Diamonds From Sierra Leone - Kanye West (2005)
Every time I listen to this song, I can hear every little aspect of what Kanye's put in there. It's amazing. He cut up so many things, sampled so many beats. He has so many different elements in this song, if you sit and listen to it, it's like an opera. It just keeps changing. I don't think the average person listens to it going, "Oh, I didn't hear that chime before." I'm listening to it going, "Man, that's crazy."
Redemption Song - Bob Marley (1980)
We always sing it on the road. It's one of those feel-good warm-up songs. We got to a point in our first and second tours where we felt we were getting lost in commercialism. We felt we lost our own creative process. These is one of the songs that we'd sing on the road that would ground us.
The Prayer - Celine Dion and Andrea Bocelli (1998)
This is a beautiful song. It's a song my sister and I used to sing at any event, at the rest home, at church, and it's our most requested song for weddings. There's nothing really too operatic about it, but because it's Bocelli, and he sings high notes, everyone's like, "That's all we need". They're impressed by the high notes.
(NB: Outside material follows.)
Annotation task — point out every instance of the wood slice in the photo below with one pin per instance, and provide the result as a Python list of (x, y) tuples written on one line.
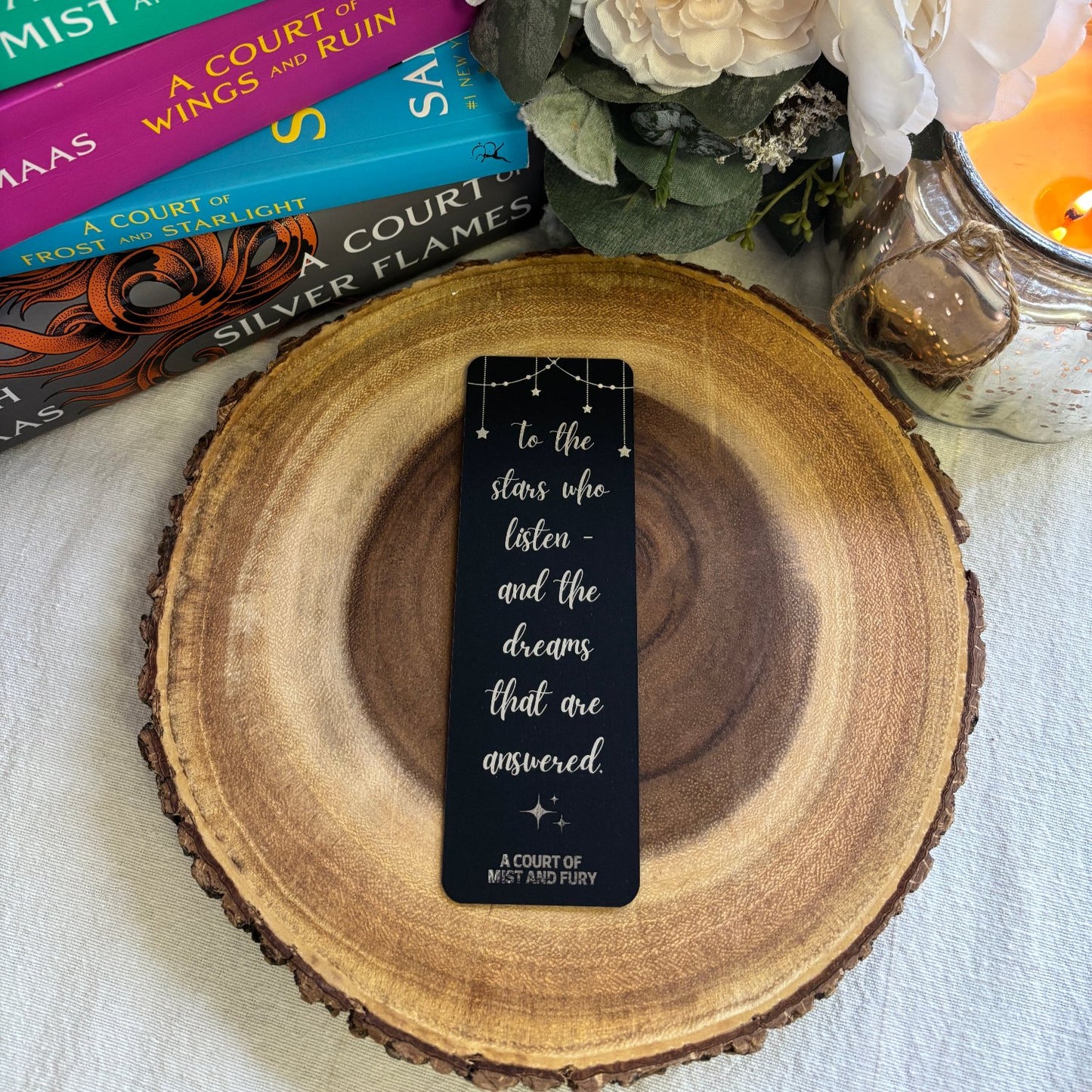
[(809, 665)]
All Night Long - Lionel Richie (1983)
This is my jam. If anyone says, "You can take one song to an island and you're stuck there", it's this one. I just love the production on it. It's so well put together and it's such a feelgood song. Anywhere there's a party, I'm like, "do you have All Night Long?" If Sol3 Mio could figure out their own version of this song, I would lose my shit. As soon as I hear it on the radio, I'm like, "Okay guys, we've gotta pause for three minutes." I'm singing, dancing along, mimicking all the instrument parts. Every time I'm buying headphones, it's the song I use to make sure everything's levelled.
Someone Like You - Adele
I love Adele's writing style, the ballads she makes. This is a really challenging song. I sang Someone Like You when Sol3 Mio first started, and I came out dressed as Adele. It was a joke: we'd say, "We've got an incredible guest artist", and I'd walk out in costume. If anyone asks me, "Who do you want to sing with?" it's Adele. I'm ready to go. When she said she was stopping touring, I cried. I was so gutted. I want to email her, and say, "Come on, let's do one song. Just one song. Come on."